Recycling oyster shells just got easier for residents of Beaufort County.
South Carolina Department of Natural Resources (SCDNR) staff and partners recently constructed a new oyster shell drop-off bin at the Edgar Glenn Boat Landing in the shadow of the Chechessee River Bridge, the sixth such site in Beaufort County.
“With this new public oyster drop-off located directly between Beaufort and Bluffton, we’re thrilled to provide an opportunity for the public to recycle their oyster shells in this area, which before was a difficult task,” said Ben Dyar, who oversees the agency’s oyster recycling and planting program.
The drop-off is located on Highway 170 on the same side of the road as the boat ramps. The bin is a wooden, three-sided bin in the parking lot near the foot of the bridge, Dyar said.
The new location was funded with donations from Toadfish Outfitters, an oyster knife, fishing gear, and apparel company that has committed to contributing a portion of every product sold to oyster reef rebuilding efforts.
We’re pleased to be working with Toadfish Outfitters on this drop-off location and look forward to more to come,” Dyar said.
SCDNR shellfish staff completed the build in early April 2017 with funding from Toadfish Outfitters. (Photo: Ben Dyar).
Recycling oyster shells is a win-win for South Carolina’s environment and economy. Oysters are nature’s water filters, cleaning up to 50 gallons of water a day per oyster. Oyster reefs also provide excellent erosion control and habitat for countless other marine animals, including popular game fish, shrimp, and blue crabs, all of which start out their lives under the protection afforded by oyster reefs.
Every year, SCDNR staff plant tens of thousands of bushels of shell along the coast to rebuild the state’s oyster reefs. In 2016, those rebuilding efforts covered over two miles of shoreline. Recycled oyster shell is the best material for rebuilding reefs – but shell can be hard to come by and expensive to purchase. The disappearance of commercial oyster canneries and rise in the popularity of backyard oyster roasts has resulted in a constant shortage of available shell to plant.

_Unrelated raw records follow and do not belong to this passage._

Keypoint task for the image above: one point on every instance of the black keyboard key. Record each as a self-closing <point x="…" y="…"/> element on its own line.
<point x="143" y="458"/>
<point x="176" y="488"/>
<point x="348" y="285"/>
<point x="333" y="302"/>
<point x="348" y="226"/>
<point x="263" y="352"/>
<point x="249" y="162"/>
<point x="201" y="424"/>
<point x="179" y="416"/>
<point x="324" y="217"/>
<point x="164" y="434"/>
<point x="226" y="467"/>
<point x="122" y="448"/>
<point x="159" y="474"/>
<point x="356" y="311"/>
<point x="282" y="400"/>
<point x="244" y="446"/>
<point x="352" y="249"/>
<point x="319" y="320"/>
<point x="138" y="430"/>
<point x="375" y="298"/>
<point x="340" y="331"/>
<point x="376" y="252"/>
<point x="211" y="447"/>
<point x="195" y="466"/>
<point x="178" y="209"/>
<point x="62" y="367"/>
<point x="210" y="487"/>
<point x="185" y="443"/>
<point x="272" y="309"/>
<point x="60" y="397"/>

That’s where the public can help. Whether you’re steaming singles for your family or roasting bushels for a crowd, help SCDNR rebuild reefs and keep South Carolina’s coast healthy by recycling your shells.
Over 30 drop-off sites across the state offer a convenient way to recycle oyster shells, and a limited number of temporary bins are available for large events. In addition to collecting shell from the public, SCDNR staff work with 30 restaurants in the Charleston area to recycle their oyster shells.
Don’t like the taste of oysters but love the benefits they provide? You can still help support this work by purchasing a $10 saltwater fishing license, a portion of which goes to shell recycling each year, or joining a volunteer day with SCORE, the agency’s community-based oyster habitat restoration program.
Tips for Recycling Your Oyster Shells
The oyster shell public drop-off is located at the Edgar Glenn Boat Landing at the Chechessee River Bridge on Highway 170. The drop-off bin is on the same side of the road as the boat ramps. The bin is a wooden three sided bin in the parking lot near the foot of the bridge. .
- DO bring your shell to the nearest shell recycling center. Maps are available online. If a center is not shown near you, please call 843-953-9397.
- DO separate shell from trash. Shell mixed with trash (including shell in bags or containers) is not suitable for recycling. Provide separate containers at your events for shells and trash.
- DON'T put live or freshly shucked oysters in South Carolina waters. If the oysters you purchased were harvested outside South Carolina, it is illegal to place them in SC waters. Placing live oysters in our waters can create environmental problems and may harm local oysters or other animals. To avoid contamination, shell should be recycled to SCDNR and properly quarantined for six months.